Last Sunday we used our day off to visit Visakhapatnam. It is the second largest city in Andhra Pradesh, our neighbouring state. We hired a vehicle early in the morning and drove on the usual, vertiginous, half-built roads to our destination. Surprisingly, once we passed the border from Orissa to Andhra Pradesh, the roads were fine with clear signs and well paved (for Indian standards). As my friend put it, AP's government does not steal from their people... That is just how it is. It's OK.
The more I find out about Orissa, the more it frustrates me. It is one of the poorest states in India. Not because of a misfortunate geographical position, bad climate or general bad luck. It is the corruption. Orissa is rich in resources that could be exploited. It is also one of the states that receives most funding from the government and international organisations. But the money gets lost. And the development projects remain unfinished. As an example, Koraput's bus stand, which has been the same for more than 25 years at least. No changes, modernisation or repair work has been undertaken although it is in urgent need of some. Status Quo. It's OK.
But back to Visakhapatnam or Vizag as it is otherwise known. After a 5-hour journey we arrived at an incredible temple outside of the city, the Temple of Lord Varaha Narasimha Swamy, Simhachalam. The amount of pilgrims, colours, flower garlands and stalls was startling. You could feel the spirituality in the air. Pilgrims queued at the "free queue" for hours and hours to see the temple and perform a puja. We chose the option to pay and skip the queue as we had a lot to see and do before going back to Koraput. Thanks to our Hindu specialists, Jyostna and Vibs, we learned a lot about religious rituals and prayers. The Brahmins say the prayers in Sanskrit and (if you pay extra) they personalise them with your name. You can make a wish and hope for the best. Many people at the temple had shaved their heads as a sacrifice and a sign for wishes that had come true. Who knows, I might come back with a shaved head if my wish does come true.
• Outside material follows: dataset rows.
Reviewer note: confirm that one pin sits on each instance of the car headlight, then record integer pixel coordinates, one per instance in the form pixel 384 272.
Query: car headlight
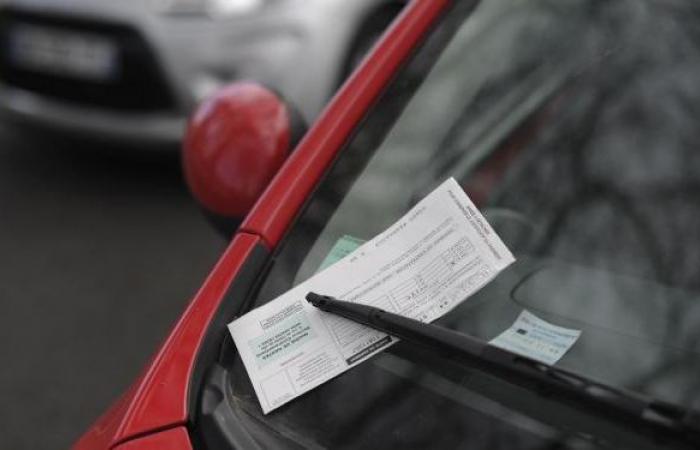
pixel 213 8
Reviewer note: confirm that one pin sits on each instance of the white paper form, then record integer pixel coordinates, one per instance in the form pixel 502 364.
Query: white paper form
pixel 425 264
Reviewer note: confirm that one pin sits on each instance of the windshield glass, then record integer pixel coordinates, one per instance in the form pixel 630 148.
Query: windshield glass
pixel 571 124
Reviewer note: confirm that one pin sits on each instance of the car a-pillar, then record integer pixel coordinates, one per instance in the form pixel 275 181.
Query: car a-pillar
pixel 236 141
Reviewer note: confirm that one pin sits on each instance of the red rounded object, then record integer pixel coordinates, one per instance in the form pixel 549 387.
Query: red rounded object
pixel 234 144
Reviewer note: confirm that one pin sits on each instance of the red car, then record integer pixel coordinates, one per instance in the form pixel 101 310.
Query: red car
pixel 572 125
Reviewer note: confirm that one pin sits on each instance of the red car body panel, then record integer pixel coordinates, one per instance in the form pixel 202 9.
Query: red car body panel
pixel 155 406
pixel 271 216
pixel 158 399
pixel 172 439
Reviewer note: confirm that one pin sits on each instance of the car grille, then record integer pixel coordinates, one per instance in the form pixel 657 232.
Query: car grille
pixel 139 86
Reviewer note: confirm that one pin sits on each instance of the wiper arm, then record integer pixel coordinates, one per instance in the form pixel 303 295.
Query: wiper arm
pixel 646 414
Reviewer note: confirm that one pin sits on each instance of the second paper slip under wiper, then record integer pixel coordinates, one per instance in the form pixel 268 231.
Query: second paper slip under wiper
pixel 624 407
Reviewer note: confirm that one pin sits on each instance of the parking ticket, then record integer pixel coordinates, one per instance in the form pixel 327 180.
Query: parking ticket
pixel 425 264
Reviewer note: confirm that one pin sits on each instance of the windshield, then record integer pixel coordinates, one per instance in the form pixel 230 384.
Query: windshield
pixel 572 125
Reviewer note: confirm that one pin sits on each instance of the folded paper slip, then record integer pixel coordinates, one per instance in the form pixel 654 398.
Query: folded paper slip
pixel 429 261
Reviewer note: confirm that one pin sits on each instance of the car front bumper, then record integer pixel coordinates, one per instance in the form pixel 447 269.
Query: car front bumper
pixel 153 130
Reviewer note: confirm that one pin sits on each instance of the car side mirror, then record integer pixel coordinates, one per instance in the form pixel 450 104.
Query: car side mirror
pixel 235 143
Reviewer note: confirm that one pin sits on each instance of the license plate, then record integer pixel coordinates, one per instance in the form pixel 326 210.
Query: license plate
pixel 64 53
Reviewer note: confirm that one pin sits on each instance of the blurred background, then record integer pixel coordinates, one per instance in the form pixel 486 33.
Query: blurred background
pixel 101 245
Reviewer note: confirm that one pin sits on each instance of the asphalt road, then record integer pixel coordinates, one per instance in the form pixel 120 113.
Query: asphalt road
pixel 100 250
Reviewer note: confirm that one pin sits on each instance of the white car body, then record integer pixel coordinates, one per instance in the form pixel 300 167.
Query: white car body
pixel 296 47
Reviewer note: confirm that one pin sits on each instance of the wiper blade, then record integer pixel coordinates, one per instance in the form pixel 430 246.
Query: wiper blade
pixel 646 414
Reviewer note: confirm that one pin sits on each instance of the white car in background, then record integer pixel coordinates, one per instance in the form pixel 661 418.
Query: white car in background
pixel 134 69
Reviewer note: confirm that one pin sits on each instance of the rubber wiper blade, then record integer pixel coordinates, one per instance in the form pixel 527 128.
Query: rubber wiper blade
pixel 627 408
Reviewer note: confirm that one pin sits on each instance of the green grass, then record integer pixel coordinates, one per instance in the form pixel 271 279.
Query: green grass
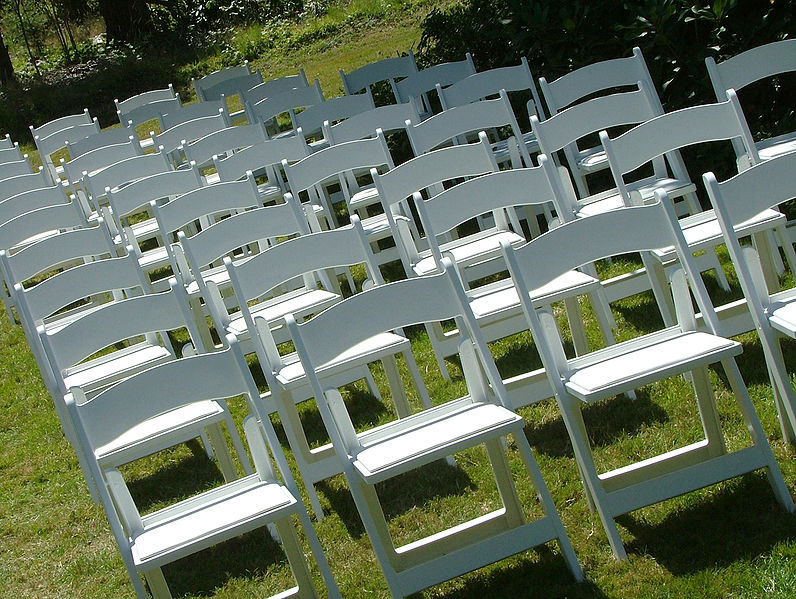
pixel 729 540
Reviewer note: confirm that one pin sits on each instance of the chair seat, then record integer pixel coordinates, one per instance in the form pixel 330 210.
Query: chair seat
pixel 369 350
pixel 206 519
pixel 643 360
pixel 592 160
pixel 702 230
pixel 299 302
pixel 162 431
pixel 477 248
pixel 496 298
pixel 782 312
pixel 108 369
pixel 641 190
pixel 429 435
pixel 776 146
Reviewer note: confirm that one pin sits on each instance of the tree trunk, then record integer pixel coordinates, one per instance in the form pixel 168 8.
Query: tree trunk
pixel 126 20
pixel 6 68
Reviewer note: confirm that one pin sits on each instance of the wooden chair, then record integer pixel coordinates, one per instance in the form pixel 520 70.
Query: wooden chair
pixel 262 315
pixel 480 417
pixel 748 67
pixel 736 202
pixel 671 351
pixel 269 496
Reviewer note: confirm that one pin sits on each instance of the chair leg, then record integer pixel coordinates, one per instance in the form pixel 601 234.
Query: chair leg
pixel 296 559
pixel 573 420
pixel 157 584
pixel 759 439
pixel 706 402
pixel 543 493
pixel 223 456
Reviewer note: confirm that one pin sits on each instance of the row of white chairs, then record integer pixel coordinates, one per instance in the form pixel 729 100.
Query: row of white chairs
pixel 608 501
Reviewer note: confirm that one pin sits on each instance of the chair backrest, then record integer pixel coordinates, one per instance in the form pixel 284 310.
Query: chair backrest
pixel 603 76
pixel 444 128
pixel 736 200
pixel 146 106
pixel 11 154
pixel 276 104
pixel 123 171
pixel 104 138
pixel 188 131
pixel 15 168
pixel 112 412
pixel 100 158
pixel 272 87
pixel 40 221
pixel 494 192
pixel 305 256
pixel 261 158
pixel 45 255
pixel 669 132
pixel 223 141
pixel 311 119
pixel 64 122
pixel 238 231
pixel 388 307
pixel 136 195
pixel 33 199
pixel 57 140
pixel 20 183
pixel 335 160
pixel 752 65
pixel 388 118
pixel 582 241
pixel 416 85
pixel 189 112
pixel 486 84
pixel 145 315
pixel 387 69
pixel 213 85
pixel 433 168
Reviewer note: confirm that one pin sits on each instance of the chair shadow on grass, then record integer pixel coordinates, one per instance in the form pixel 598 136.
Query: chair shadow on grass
pixel 538 574
pixel 251 556
pixel 183 475
pixel 400 494
pixel 740 520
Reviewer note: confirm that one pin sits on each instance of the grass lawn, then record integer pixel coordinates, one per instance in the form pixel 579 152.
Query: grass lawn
pixel 731 540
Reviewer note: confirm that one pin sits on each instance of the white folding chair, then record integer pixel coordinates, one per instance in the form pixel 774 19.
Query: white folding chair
pixel 478 256
pixel 172 140
pixel 481 417
pixel 672 131
pixel 265 161
pixel 140 325
pixel 737 202
pixel 415 86
pixel 677 349
pixel 287 102
pixel 269 496
pixel 334 110
pixel 748 67
pixel 272 87
pixel 386 69
pixel 603 76
pixel 308 256
pixel 340 164
pixel 129 202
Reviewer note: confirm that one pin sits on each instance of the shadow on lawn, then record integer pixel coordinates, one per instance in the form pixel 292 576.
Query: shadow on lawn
pixel 606 421
pixel 740 521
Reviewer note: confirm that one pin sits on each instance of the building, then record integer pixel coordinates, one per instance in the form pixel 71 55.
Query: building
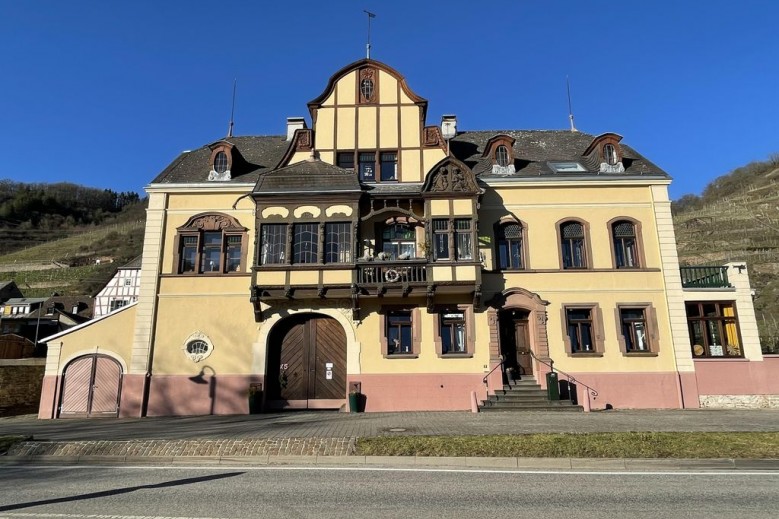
pixel 121 290
pixel 417 264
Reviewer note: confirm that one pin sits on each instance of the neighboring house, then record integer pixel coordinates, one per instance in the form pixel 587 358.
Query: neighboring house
pixel 26 320
pixel 415 263
pixel 8 289
pixel 121 290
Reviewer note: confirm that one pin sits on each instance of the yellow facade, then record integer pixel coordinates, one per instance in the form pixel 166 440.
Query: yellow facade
pixel 381 255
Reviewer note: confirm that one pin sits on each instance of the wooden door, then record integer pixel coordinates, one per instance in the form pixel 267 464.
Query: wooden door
pixel 91 387
pixel 309 362
pixel 524 360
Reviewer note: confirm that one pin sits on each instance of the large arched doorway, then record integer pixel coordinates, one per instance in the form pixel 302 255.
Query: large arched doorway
pixel 90 387
pixel 306 363
pixel 515 342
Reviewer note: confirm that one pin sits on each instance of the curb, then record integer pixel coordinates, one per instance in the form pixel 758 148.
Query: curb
pixel 410 462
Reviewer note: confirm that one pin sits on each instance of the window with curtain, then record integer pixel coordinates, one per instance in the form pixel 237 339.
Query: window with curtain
pixel 273 243
pixel 305 243
pixel 510 247
pixel 625 244
pixel 713 328
pixel 573 246
pixel 338 242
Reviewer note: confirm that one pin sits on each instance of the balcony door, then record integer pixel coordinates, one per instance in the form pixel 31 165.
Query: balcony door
pixel 306 363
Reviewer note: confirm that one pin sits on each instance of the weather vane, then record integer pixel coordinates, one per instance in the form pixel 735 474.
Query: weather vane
pixel 368 46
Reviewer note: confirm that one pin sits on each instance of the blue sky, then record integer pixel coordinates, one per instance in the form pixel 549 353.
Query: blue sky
pixel 106 93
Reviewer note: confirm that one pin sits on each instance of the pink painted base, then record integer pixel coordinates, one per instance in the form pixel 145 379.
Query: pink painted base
pixel 738 376
pixel 420 392
pixel 217 395
pixel 630 390
pixel 48 405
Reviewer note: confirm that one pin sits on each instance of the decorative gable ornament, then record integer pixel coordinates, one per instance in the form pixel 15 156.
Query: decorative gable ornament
pixel 198 347
pixel 451 176
pixel 497 169
pixel 605 167
pixel 213 176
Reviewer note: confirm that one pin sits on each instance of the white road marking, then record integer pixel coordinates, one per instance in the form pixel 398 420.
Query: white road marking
pixel 94 516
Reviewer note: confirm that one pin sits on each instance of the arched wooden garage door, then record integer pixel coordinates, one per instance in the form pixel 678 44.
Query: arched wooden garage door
pixel 90 387
pixel 307 363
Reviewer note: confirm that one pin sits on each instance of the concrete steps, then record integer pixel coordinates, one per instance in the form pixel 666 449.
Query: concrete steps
pixel 525 395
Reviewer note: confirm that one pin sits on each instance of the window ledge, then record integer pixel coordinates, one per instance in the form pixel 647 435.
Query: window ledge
pixel 720 359
pixel 205 275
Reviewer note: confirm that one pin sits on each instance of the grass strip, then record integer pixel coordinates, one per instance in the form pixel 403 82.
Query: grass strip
pixel 745 445
pixel 7 441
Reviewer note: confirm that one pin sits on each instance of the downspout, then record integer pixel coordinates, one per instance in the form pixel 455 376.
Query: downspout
pixel 155 305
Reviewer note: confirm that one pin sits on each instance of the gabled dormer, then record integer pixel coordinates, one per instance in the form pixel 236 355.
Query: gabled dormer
pixel 221 161
pixel 369 121
pixel 500 151
pixel 607 152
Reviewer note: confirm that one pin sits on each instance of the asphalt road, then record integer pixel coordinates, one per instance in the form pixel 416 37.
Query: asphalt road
pixel 165 492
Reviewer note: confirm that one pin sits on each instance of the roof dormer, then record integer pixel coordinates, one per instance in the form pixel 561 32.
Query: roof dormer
pixel 500 150
pixel 221 161
pixel 606 149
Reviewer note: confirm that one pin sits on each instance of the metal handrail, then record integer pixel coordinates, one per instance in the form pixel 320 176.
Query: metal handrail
pixel 571 380
pixel 499 365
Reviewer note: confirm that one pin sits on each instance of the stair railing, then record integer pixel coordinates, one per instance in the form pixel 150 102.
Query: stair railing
pixel 591 391
pixel 499 365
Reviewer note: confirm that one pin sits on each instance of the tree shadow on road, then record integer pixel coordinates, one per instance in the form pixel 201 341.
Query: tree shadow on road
pixel 105 493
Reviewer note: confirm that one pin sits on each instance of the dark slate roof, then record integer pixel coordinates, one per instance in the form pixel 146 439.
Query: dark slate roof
pixel 134 263
pixel 252 156
pixel 308 176
pixel 533 149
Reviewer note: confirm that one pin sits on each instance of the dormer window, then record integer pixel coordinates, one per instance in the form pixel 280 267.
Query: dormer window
pixel 220 162
pixel 605 148
pixel 499 149
pixel 610 154
pixel 502 156
pixel 367 85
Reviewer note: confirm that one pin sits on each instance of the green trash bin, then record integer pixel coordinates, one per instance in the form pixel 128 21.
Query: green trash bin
pixel 354 402
pixel 552 389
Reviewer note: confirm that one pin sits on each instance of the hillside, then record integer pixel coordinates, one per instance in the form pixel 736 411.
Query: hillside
pixel 737 219
pixel 65 255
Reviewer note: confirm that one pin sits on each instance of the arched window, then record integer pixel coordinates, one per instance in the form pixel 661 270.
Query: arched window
pixel 510 255
pixel 220 162
pixel 623 234
pixel 211 244
pixel 572 244
pixel 502 156
pixel 610 154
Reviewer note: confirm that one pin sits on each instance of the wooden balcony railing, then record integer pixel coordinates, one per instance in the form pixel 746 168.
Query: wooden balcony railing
pixel 702 276
pixel 392 272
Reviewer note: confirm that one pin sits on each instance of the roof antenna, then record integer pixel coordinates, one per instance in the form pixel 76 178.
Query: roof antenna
pixel 368 46
pixel 570 110
pixel 232 111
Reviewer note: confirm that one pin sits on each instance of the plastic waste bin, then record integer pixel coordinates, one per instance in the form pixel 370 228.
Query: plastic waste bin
pixel 552 389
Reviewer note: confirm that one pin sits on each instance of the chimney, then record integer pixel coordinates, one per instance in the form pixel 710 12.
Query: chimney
pixel 294 123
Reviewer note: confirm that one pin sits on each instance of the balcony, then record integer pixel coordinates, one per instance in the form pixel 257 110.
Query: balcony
pixel 384 273
pixel 702 276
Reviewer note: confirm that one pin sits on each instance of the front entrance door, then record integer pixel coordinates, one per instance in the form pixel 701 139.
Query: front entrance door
pixel 90 387
pixel 515 344
pixel 307 363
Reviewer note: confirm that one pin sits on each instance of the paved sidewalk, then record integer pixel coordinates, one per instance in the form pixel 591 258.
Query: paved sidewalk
pixel 328 438
pixel 332 424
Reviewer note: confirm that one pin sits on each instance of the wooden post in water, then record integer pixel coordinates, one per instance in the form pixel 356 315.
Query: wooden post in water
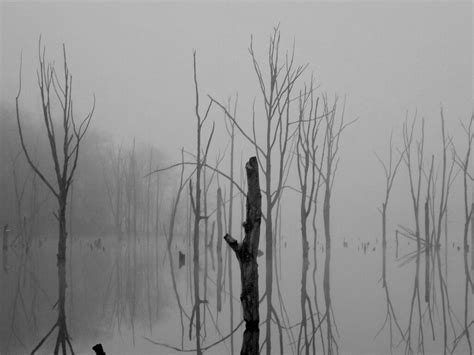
pixel 246 253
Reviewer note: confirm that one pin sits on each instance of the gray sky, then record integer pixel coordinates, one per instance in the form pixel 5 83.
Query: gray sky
pixel 137 59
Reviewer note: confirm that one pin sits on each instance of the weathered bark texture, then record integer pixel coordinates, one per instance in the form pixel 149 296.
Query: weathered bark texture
pixel 219 250
pixel 246 253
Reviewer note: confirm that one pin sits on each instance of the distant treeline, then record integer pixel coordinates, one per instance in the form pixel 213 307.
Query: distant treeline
pixel 110 193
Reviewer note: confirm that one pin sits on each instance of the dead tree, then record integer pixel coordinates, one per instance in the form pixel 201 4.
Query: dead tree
pixel 468 212
pixel 277 97
pixel 219 249
pixel 246 253
pixel 333 129
pixel 231 132
pixel 390 171
pixel 306 149
pixel 64 155
pixel 415 173
pixel 201 157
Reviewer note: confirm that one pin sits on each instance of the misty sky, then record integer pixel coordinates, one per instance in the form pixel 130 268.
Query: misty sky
pixel 137 59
After the temple we visited Vizag, which turned out to be a very modern city compared to Bhubaneswar. My two city experiences have been completely different. It really has made me aware of the backwardness in Orissa as its capital seemed more like a run-down big village compared to Vizag. We went shopping in a modern mall, walked by the beach at sunset and took a cable car that oversaw the whole city at night. It was a great day and we were knackered when we got to bed at midnight.
On Wednesday we celebrated Diwali. It is the Festival of Lights and one of the most important Hindu festivals of the year. Families and friends get together to perform different traditional activities. The houses and businesses are cleaned, pujas are performed, rangoli (traditional decorative designs) are drawn on the house thresholds and rows of diyas (small clay lamps) adorn the whole village. After the puja and the offerings, everyone bursts firecrackers. We celebrated Diwali with our landlord's family. We lit sparklers and crackers and fireworks. When I spoke to Indu, one of our friends at work, she told me she was not a fan of Diwali because of the noise of the fireworks. She said it scared her. I thought she was exaggerating at the time. On Diwali night I found out she was not. They were so loud and noisy it was scary. And not only that, most of the fireworks are 'handmade' and very dangerous. Sometimes they work, sometimes they do not. Risky. We still enjoyed it a lot and it was lovely to spend some time with our neighbours!
Work has been very slow this week. With our CEO gone because of a required mourning period of 11 days for his deceased father, things at the office have slowed down. It has brought to light the very solid patriarchal hierarchy within the NGO. Overall, we have to push and be persistent if we want to get our projects done. It took as a while to notice it… But it is all part of the learning experience and I think we are putting it into practice now. I am going to Majhiguda in a bit to start my livelihood strategy plan. Social mapping and PRA tools. I am excited.